Oct. 24 (Bloomberg) -- Israeli credit risk is improving while sentiment in the largest emerging markets deteriorates, highlighting the nation’s resistance to regional upheaval and Federal Reserve policy shifts.
Israel’s credit default swaps have fallen 23 basis points, or 0.23 percentage point, this year to 113 today, while contracts for Turkey, Brazil, Russia, India and China all increased as prospects for reduced stimulus triggered an outflow from developing markets. Turkey’s swaps have climbed 54 basis points this year to 181.
The start of natural gas production this year has boosted sentiment toward the nation as it spurs gains in the shekel and strengthens government finances. Investors have also looked past the worsening security environment among Israel’s neighbors. Since May, the civil war in Syria has intensified, with the use of chemical weapons threatening to internationalize the conflict. Political turmoil has also deepened in Egypt, where the army’s takeover in July led to escalating violence.
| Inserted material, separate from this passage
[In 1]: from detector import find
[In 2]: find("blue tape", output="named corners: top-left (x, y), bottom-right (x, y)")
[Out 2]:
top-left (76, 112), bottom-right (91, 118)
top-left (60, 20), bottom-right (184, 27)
“The periodic geopolitical crises in the region don’t have significant influence on either Israeli markets or the government’s ability to manage the economy,” said Ori Greenfeld, chief economist at Clal Finance Investment Management Ltd. in Tel Aviv.
Israel’s main stock index has added 15 percent in dollar terms this year, while the MSCI Emerging Markets benchmark dropped 2 percent.
‘Prosperous and Diverse’
The shekel has been the biggest gainer among 31 major currencies tracked by Bloomberg this year, rising 5.9 percent against the dollar. Its strength has been driven by the start of gas output off Israel’s Mediterranean coast, which is poised to turn the country into an energy exporter.
Finance Minister Yair Lapid said today he will work with designated Bank of Israel Governor Karnit Flug to weaken the shekel.
Israel’s economy is “prosperous and diverse,” and the gas output will strengthen its external finances, Standard & Poor’s said last month, affirming its A+ debt rating, the fifth-highest grade. The International Monetary Fund forecasts growth of 3.8 percent this year and 3.3 percent in 2014.
Credit default swaps in Estonia and the Czech Republic, which Standard & Poor’s rates AA-, one level higher than Israel, had climbed six and nine basis points respectively by yesterday since Fed Chairman Ben S. Bernanke’s May 22 comments on stimulus. Israel’s swaps fell five basis points in the period.
Energy-importing countries such as India and Turkey have been among the worst-hit in the emerging-market decline prompted by Bernanke’s comments.
Credit-default swaps for the State Bank of India, a proxy for the sovereign, have climbed by almost two thirds since May 22 to 285 basis points, while the rupee slid about 10 percent. In Turkey, swaps jumped by about 50 percent and the currency dropped about 6 percent, while the contracts also increased for Brazil, Russia and China. Rising credit-default swap prices signal a deterioration in investor sentiment.
Israel’s credit risk has been shielded from the global concerns over a Fed reversal “because investors believe the shekel will keep appreciating due to the new natural gas finds, Israel’s strong current-account surplus, and the about $80 billion in foreign currency reserves held by the Bank of Israel,” said Ofer Klein, head of economics and research at Harel Insurance & Financial Services.
Israel had a current-account surplus of $1.79 billion in the second quarter. Income from gas production may add as much as $3 billion this year, and for every $1 billion increase the shekel gains about 1 percent, according to the Bank of Israel.
The IMF predicts an Israeli surplus of 3 percent of GDP next year, compared with deficits of 3.8 percent in India and 7.2 percent in Turkey
Regional political risks did push Israeli credit-default swaps higher in August and early September, narrowing the gap with other emerging markets. They reached a 2013 high of 147 basis points on Sept. 5, as the U.S. weighed military action against Syria’s government.
Since Sept. 9, when President Barack Obama welcomed a Russian proposal for averting the use of force, the swaps have dropped 37 basis points as of yesterday.
The prospect of Israeli strikes against Iran, aimed at stopping the country’s nuclear program, has also receded as the U.S. and allies step up talks with the Islamic republic after its new president, Hassan Rouhani, said he’s ready for a deal.
That’s a risk that may return, said Elliot Hentov, the primary analyst for S&P’s Israel report, in a phone interview. “If this diplomatic initiative fails, the proponents for military action will become stronger, and 12 months from now we could be seeing a very different picture.”
For now, “Israel is like an island in the ocean with all sorts of storms raging around it,” Hentov said. “Most of its adversaries are busy with other priorities, thus deflecting much of its risk.”